Drill-down chips on the tile. Every tile carries ↗ Dashboard chip(s) (one per resolvable dashboard from the prompt’s dashboard field) and a ↗ Run SPL chip in its actions slot. See Drill-down Chips.

No LLM call. No vendor traffic. No tokens. The dispatch is recorded as a local_only audit event with the prompt id + SPL + row count + execution time + ok flag. See Audit Log.

The Tab Persistence Convention¶

The prompt browser remembers your last-selected tab across modal-open events, persisted per-tab in sessionStorage under logserv.aiAssistant.promptActivePack. The persistence rule is selection-based, not casual-flipping-based — your tab choice is only remembered if you actually picked a prompt from it. Casual tab-flipping (browsing without clicking a card) doesn’t persist. If your last selected tab points at a tab that’s hidden on the current dashboard (e.g., persisted to Dashboard Focused on a dashboard with no matching prompts), the resolver falls back to sap_basis.

Customizing the Catalog¶

The prompt catalog is data-driven and customizable. New prompts can be added, existing prompts can be edited, and the catalog can be tailored per deployment. The full JSON schema, build-time consistency check, and pre-deploy SPL dry-run recipe are documented in AI Assistant Implementation Reference — Adding a New Predefined Prompt.

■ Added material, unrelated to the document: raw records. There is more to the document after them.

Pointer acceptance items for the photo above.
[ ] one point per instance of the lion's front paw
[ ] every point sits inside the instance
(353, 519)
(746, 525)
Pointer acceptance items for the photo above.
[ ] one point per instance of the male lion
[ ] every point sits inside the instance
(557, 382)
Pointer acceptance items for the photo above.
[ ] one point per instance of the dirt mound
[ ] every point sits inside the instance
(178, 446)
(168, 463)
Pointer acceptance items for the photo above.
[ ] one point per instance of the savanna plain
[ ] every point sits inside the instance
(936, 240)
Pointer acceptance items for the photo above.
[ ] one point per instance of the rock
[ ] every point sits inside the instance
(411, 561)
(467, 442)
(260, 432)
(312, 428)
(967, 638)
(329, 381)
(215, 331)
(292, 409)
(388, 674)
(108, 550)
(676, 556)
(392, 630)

The Splunk Risky-Command Safeguard¶

Splunk Web’s Search app has a safety modal that triggers on “risky” commands: map, runshell, script, delete, crawl, tscollect, loadjob, outputlookup, outputcsv, sendalert, sendemail. Any URL passed to /app/search/search?q=... containing one of these triggers the modal — even though our own MCP-dispatched saved searches don’t.

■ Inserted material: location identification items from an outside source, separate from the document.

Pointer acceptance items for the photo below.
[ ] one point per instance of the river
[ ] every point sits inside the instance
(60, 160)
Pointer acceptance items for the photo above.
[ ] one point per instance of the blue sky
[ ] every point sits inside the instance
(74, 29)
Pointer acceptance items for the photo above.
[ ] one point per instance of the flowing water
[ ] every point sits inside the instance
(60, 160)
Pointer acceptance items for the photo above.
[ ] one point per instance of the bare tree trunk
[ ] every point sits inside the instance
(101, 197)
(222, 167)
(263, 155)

The drill-down chips that open Splunk Search from the prompt browser’s nextSteps deep-links are subject to this safeguard. The shipped prompt catalog has been scanned and rewritten where needed to avoid these commands; if you customize the catalog, scan any new SPL for risky commands before shipping. See AI Assistant Implementation Reference for the rewrite pattern (map → first-class subsearch).

Clear All / Per-Result Clear¶

The right pane carries a Clear All button in the toolbar above the result list, plus a Clear button on every individual tile (in the actions slot, alongside the drill-down chips). Both prune the conversation:

Per-tile Clear removes the tool_call + tool_result + the user message that triggered the dispatch (so a canned-prompt’s chat label disappears alongside its result panel) + the guidance card. Outbound vendor refs for that tile are also stripped from the next-turn vendor-message buffer.
Clear All wipes the entire conversation, including all tool_results, all guidance cards, all assistant_text messages, and all user messages. The chat session id is preserved so audit events continue with the same correlation id.